Agreeing with him is Sen. John Valentine, R-Provo, who planned to sponsor a bill to increase the tax. "If one of the bodies is not in favor, it makes no sense to try to move this," he said. "I do not want this just to be a statement bill, I want to do it because we need to stabilize the structure" of the tax system.

In 2006 and 2007, Utah's sales tax on food was cut in steps from 4.75 percent to 1.75 percent, a major initiative backed by then-Gov. Jon Huntsman, who said it would help working families and the poor.

However, Valentine and allies say that also made revenues from remaining sales tax more volatile, and they plummeted when the recession hit — making it hard to fund government. Some lawmakers argued that raising tax again on food would make revenues more stable in bad times —┬ábecause people always need to eat.

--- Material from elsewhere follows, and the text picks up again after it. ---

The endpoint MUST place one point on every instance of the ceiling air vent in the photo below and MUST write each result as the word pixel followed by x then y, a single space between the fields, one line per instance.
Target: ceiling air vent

Valentine had proposed giving the poor tax credits in exchange for raising the food tax. But some advocates for the poor still opposed that, saying it could still hurt retirees, the disabled or the homeless because they would not know how to file for tax credits or may not have an address to prove they are eligible for it.

Niederhauser said that for now, support for raising the food tax "doesn't seem to have the energy to actually move that forward."

Valentine said he may still introduce the proposal as a numbered bill, but only so other lawmakers can study it to possibly build support for it in the future. "We really need to talk about the structural integrity of our tax system," he said.